Many of us, myself included, have had to deal with certain musical situations we have found ourselves in that are, shall we say, less that interesting. This occurred for many years, and many times in my life, especially in my formative years, when I really had to often take whatever gig came around! Being from New York, which was never a great guitar town, and having grown up listening to a lot of music that was created in other places than New York, I was often an isolated Country and Blues guitarist who was busy forging my own way, and developing my own sound, regardless of the kind of music that was around me. Don’t get me wrong…I mean, I “heard” everything, and it all came together to make me who I am as a guitarist, but the music I was often forced to play for a living was not exactly what I had in mind! Still, it was my personal approach to this music that helped me become even more of an individual, since I had to make it interesting to ME, first and foremost, basically just to stay sane!

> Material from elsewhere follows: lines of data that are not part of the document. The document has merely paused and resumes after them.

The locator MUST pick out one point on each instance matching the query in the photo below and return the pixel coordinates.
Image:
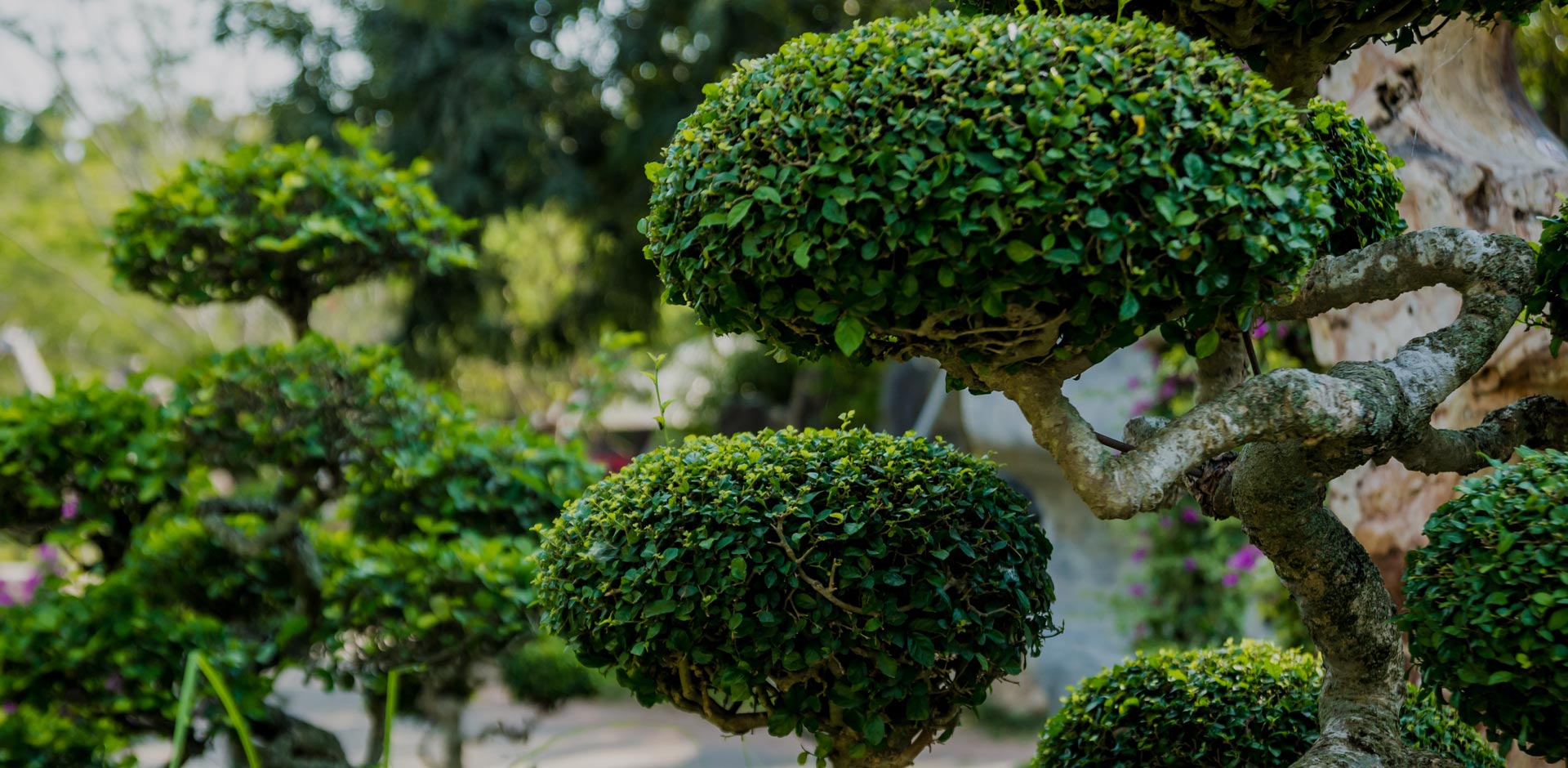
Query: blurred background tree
(528, 107)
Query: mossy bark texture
(1294, 431)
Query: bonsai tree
(286, 223)
(296, 507)
(1018, 196)
(853, 587)
(1242, 704)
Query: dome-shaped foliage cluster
(1489, 602)
(88, 458)
(1263, 29)
(490, 480)
(1365, 189)
(399, 602)
(303, 408)
(858, 587)
(1244, 704)
(545, 672)
(991, 189)
(286, 223)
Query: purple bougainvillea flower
(1244, 558)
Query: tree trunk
(1476, 157)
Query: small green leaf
(850, 334)
(1129, 306)
(1208, 344)
(1019, 251)
(737, 213)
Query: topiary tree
(1244, 704)
(853, 587)
(1489, 602)
(1019, 194)
(286, 223)
(1290, 41)
(296, 507)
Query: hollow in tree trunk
(1476, 155)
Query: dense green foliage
(1547, 306)
(516, 112)
(1187, 590)
(925, 189)
(546, 672)
(90, 460)
(425, 601)
(1489, 602)
(1267, 30)
(1365, 190)
(286, 223)
(257, 577)
(105, 662)
(303, 409)
(1247, 704)
(487, 480)
(857, 587)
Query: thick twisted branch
(1537, 422)
(1371, 409)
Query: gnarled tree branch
(1370, 409)
(1537, 422)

Sometimes it’s just the situation, and the musical personalities that play into the equation, too. I can recall a concert I did as lead guitarist with John Prine at Lincoln Center, normally a very “big deal” gig, where the reviewer from the NY Times said “Roth looked bored” up onstage, and he was right! I was, at that point of the tour, overdosed on the music, but especially sick and tired of playing with the awful band that had been assembled by Prine’s people for this tour, where nobody in the group really wanted to play his kind of Folk/Country except ME! So that was an example of me hating the music I was playing, even though it was SUPPOSED to be the kind of gig I should have really embraced! By that time, nearly the end of the long, arduous tour, I had really “had it” with the mishandling of Prine’s music, and also with the awful players involved.

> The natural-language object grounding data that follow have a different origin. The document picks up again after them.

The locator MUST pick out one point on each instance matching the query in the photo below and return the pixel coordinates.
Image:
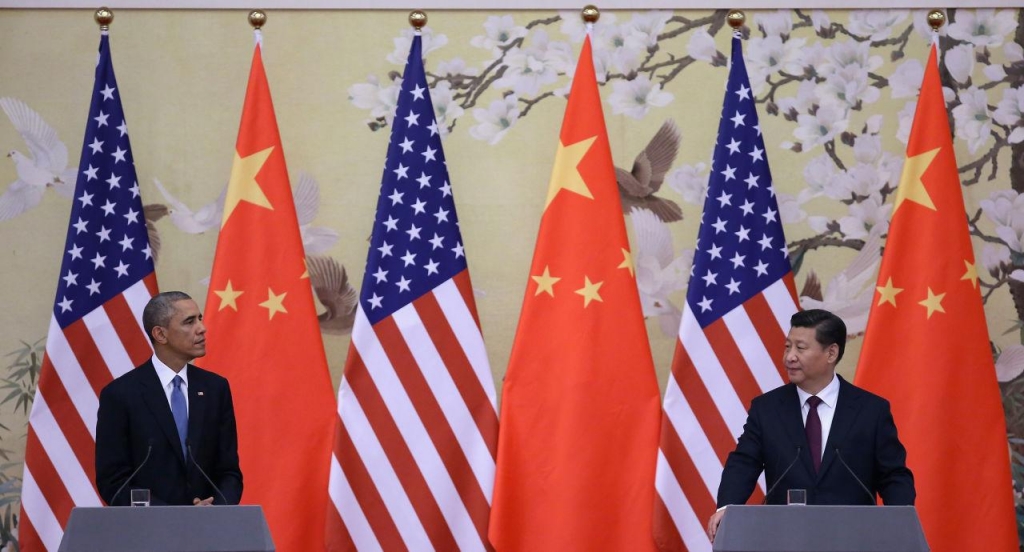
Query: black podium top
(167, 528)
(820, 528)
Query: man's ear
(159, 334)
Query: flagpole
(257, 18)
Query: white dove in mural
(47, 166)
(188, 221)
(315, 240)
(849, 294)
(659, 272)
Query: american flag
(737, 310)
(415, 448)
(95, 333)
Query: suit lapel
(847, 409)
(198, 393)
(156, 400)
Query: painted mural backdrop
(836, 91)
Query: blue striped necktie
(180, 411)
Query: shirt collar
(166, 374)
(828, 395)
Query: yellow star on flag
(566, 172)
(545, 283)
(910, 185)
(243, 185)
(227, 297)
(933, 303)
(274, 303)
(628, 262)
(888, 293)
(971, 273)
(589, 291)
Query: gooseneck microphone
(122, 487)
(205, 476)
(780, 477)
(855, 478)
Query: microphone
(122, 487)
(855, 478)
(780, 477)
(205, 476)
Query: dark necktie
(180, 411)
(813, 429)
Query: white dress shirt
(826, 410)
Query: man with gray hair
(168, 425)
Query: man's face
(808, 364)
(184, 335)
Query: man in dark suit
(167, 416)
(834, 437)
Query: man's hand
(713, 523)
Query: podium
(167, 528)
(820, 528)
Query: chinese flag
(580, 407)
(927, 347)
(263, 335)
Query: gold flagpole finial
(736, 18)
(257, 18)
(103, 17)
(418, 18)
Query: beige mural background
(182, 78)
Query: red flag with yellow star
(580, 407)
(927, 347)
(263, 336)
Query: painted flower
(528, 69)
(769, 55)
(876, 24)
(973, 120)
(775, 23)
(995, 258)
(499, 31)
(826, 123)
(865, 216)
(381, 100)
(960, 61)
(446, 109)
(847, 88)
(1010, 364)
(983, 27)
(496, 120)
(648, 25)
(636, 97)
(690, 181)
(403, 42)
(1006, 209)
(847, 53)
(1010, 112)
(905, 81)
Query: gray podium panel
(820, 528)
(167, 528)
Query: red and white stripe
(59, 457)
(415, 448)
(716, 372)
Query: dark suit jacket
(862, 433)
(134, 414)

There was this one very dark period in between my early Woodstock days and my hardcore touring/recording days, in the early ‘70s, where I ironically learned an awful lot from playing mediocre music with mediocre musicians. This is not what we should all be looking for, but let’s just say it’s the ultimate “making lemonade out of lemons” scenario. In the end, this is what we all must do, and we must be sure to take away some good, some growth, some new ideas from all these different situations, because after all, that’s really all that music is; a journey from one new artistic situation to the next, in a forward flow. It all adds up in the end to making you just who you are, which should also be a constant evolving musical entity!